The recent crash of a Chinese space station is not hampering Chinese space development plans, according to Beijing’s state media.
China’s prototype space station Tiangong-1 fell out of orbit and burned up in skies over the southern Pacific on Sunday, but China is forging ahead with a new standalone space station.
The plan is to have the space station in operation after 2024, and the team working on the space station is relatively young — their average age is 35.
A core module of the space station that functions as habitat technology for astronauts is also receiving much public attention.
China’s state-owned CCTV reported the core module is being tested at a production base in Tianjin’s “space city.” Footage of the interior of the module was aired, according to South Korean news agency Yonhap on Wednesday.
Zhang Hao, a designer of the space station, said the main control compartment in the module helps to control flight, and regulate the power and life support system of the entire station.
There is also workspace for astronauts to conduct experiments, Zhang said.
Robotic technology will also assist with “installing or dismantling equipment within the station,” said Jiao Weixin, a scientist at Peking University.

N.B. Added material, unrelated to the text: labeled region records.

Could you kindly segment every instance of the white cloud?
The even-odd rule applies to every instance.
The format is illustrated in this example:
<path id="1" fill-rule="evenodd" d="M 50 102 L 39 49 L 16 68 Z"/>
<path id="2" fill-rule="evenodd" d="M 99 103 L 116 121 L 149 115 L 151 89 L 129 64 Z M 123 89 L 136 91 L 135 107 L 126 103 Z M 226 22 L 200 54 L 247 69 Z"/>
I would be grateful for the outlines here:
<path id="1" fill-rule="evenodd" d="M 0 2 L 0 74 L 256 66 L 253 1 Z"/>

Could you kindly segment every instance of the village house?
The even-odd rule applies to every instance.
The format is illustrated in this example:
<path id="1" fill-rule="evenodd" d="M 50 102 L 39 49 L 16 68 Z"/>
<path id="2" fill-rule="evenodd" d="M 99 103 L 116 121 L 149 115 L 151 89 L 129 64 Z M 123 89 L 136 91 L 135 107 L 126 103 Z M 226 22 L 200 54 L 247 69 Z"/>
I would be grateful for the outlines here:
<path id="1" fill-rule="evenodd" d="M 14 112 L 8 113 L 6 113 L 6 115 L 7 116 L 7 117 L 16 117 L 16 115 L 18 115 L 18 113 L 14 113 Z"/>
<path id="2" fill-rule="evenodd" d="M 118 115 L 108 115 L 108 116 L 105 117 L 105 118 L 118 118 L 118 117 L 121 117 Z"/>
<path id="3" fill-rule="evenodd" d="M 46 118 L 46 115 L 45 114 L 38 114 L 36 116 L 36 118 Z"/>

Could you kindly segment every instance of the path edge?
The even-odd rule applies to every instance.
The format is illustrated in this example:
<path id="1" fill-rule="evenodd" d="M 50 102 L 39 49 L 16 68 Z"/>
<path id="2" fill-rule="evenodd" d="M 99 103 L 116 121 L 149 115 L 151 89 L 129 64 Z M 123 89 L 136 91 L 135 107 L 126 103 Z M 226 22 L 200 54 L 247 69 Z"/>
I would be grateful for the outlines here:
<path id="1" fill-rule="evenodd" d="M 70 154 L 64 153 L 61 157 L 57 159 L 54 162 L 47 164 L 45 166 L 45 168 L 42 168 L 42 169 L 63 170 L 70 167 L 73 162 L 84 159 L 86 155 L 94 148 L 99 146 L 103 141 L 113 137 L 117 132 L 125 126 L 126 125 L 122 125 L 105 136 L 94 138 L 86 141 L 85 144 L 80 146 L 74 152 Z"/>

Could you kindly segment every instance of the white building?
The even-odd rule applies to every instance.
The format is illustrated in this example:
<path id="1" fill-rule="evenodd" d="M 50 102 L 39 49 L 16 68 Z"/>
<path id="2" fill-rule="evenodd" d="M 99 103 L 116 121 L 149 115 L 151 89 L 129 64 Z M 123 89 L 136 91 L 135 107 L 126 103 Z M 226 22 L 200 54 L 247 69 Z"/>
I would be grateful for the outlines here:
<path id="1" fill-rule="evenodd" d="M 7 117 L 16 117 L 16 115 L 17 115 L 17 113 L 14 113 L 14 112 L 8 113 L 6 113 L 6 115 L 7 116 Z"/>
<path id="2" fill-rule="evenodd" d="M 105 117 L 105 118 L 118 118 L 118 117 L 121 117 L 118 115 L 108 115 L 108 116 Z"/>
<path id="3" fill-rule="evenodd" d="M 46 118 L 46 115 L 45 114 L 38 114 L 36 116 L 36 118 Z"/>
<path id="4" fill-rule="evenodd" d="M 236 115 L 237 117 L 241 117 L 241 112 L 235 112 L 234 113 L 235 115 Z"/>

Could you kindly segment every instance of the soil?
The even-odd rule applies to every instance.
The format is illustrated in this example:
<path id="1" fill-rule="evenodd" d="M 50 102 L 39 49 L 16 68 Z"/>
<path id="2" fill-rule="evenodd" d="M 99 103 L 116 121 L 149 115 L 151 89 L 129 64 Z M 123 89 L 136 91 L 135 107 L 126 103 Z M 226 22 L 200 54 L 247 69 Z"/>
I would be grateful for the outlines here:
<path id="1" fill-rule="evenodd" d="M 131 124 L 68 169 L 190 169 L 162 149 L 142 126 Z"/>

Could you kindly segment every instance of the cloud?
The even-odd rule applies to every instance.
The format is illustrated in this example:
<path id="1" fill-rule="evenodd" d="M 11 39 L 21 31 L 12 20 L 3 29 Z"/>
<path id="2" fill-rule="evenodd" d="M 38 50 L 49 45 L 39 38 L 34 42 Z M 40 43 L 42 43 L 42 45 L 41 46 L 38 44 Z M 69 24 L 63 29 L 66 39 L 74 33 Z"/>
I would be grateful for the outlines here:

“It is possible that China’s space station will be the only working station after 2024 when [the International Space Station] is expected to retire and China will take a dominant position in conducting space experiments,” Jiao said.
U.S. Strategic Command’s Joint Force Space Component Command detected the Tiangong-1 on Sunday.
“The JFSCC used the Space Surveillance Network sensors and their orbital analysis system to confirm Tiangong-1’s re-entry” or fall, the U.S. Air Force said in statement on Monday.